I first read “The Golem: What You Should Know about Science” as an undergraduate student for an introduction to the sociology of scientific knowledge. I feel it’s an important book for anyone who wants to understand how science works. Ten years later, I still find myself revisiting it. Read on to find out why…
In their introduction, the authors say that portraying science as either necessarily virtuous or intrinsically malevolent is misleading. They suggest the most appropriate metaphor for science is a golem, a lumbering anthropomorphic clay creature from Jewish folklore. A golem is intrinsically neither good nor bad. A golem does as it is told and is extremely strong, if perhaps a little clumsy. Whilst it is potentially very useful, it is only as good as the human direction it receives.

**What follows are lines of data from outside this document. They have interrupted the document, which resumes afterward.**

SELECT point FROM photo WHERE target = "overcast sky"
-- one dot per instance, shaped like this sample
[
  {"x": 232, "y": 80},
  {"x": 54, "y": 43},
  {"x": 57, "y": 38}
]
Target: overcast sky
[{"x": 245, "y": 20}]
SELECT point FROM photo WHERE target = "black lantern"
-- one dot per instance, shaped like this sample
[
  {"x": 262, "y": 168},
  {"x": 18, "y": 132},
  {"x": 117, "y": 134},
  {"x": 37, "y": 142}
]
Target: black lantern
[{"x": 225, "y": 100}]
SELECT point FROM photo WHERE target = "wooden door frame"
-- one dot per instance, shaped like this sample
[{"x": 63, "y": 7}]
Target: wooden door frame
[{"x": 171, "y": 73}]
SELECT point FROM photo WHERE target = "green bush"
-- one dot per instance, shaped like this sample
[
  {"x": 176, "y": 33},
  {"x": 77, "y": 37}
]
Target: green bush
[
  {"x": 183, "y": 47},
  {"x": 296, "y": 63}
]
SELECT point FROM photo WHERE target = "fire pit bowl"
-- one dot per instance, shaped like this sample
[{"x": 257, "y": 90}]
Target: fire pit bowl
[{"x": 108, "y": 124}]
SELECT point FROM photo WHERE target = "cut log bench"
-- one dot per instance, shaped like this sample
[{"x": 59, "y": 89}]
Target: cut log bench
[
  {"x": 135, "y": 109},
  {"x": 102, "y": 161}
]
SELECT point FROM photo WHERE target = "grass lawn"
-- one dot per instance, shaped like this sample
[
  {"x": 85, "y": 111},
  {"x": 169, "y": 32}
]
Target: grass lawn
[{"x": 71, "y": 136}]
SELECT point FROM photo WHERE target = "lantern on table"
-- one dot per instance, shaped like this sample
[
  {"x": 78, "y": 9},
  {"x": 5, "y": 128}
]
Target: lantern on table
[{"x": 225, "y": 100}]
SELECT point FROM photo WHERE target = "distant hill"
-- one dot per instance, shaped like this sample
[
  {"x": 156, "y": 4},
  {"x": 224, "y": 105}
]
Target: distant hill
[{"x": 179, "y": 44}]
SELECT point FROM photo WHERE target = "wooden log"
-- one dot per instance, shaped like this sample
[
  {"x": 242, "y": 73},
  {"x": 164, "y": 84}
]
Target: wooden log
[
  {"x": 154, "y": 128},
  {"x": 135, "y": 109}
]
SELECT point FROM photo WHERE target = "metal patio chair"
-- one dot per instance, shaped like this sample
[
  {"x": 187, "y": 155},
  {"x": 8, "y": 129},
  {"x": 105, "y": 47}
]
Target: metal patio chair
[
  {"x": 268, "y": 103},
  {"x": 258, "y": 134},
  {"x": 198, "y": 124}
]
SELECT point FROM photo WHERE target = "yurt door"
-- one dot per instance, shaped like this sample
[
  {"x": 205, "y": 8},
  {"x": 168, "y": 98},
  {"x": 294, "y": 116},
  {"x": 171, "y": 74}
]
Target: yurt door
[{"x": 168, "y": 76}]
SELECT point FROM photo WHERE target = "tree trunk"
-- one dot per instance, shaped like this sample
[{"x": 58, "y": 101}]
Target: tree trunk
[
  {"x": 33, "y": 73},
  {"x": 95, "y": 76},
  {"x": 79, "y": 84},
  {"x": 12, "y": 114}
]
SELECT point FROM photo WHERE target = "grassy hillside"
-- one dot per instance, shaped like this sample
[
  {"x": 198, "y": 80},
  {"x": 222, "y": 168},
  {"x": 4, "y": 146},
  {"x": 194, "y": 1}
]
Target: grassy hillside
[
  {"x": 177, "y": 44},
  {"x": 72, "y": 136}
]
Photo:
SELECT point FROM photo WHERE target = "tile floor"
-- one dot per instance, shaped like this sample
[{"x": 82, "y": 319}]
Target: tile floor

“What you should know about science.”
To illustrate their point, the authors introduce and discuss seven controversies from the history of science, from topics as diverse as the experiments that ‘proved’ relativity, to observations on the sex lives of lizards. In each case they succinctly describe the science behind the controversy, and then they examine how the controversy was resolved (if it was). In doing so, they demonstrate how scientific conflicts are almost never resolved by a ‘killer experiment’. They give examples showing how the truth of two opposing scientific theories is being debated. In these cases, the notion of the killer experiment is a myth, as experimenters with opposing viewpoints can interpret the experimental evidence in different ways. If these controversies are resolved, it is seldom by a logical progression of experiments and conclusions as we might expect. As with any other debate, personalities, presentation and blind luck all play a role in deciding what the accepted resolution is.
A scientist’s perspective
If I had a criticism of The Golem, I would say that its focus on controversial science, whilst illustrative, makes day-to-day science seem messier and more antagonistic than it usually is. However, The Golem is interesting because shows us that science is not just a series of cold, detached observations, but the ideas and opinions of a diverse group of people, who happen to be scientists. It also shows us that it is no less remarkable for being so.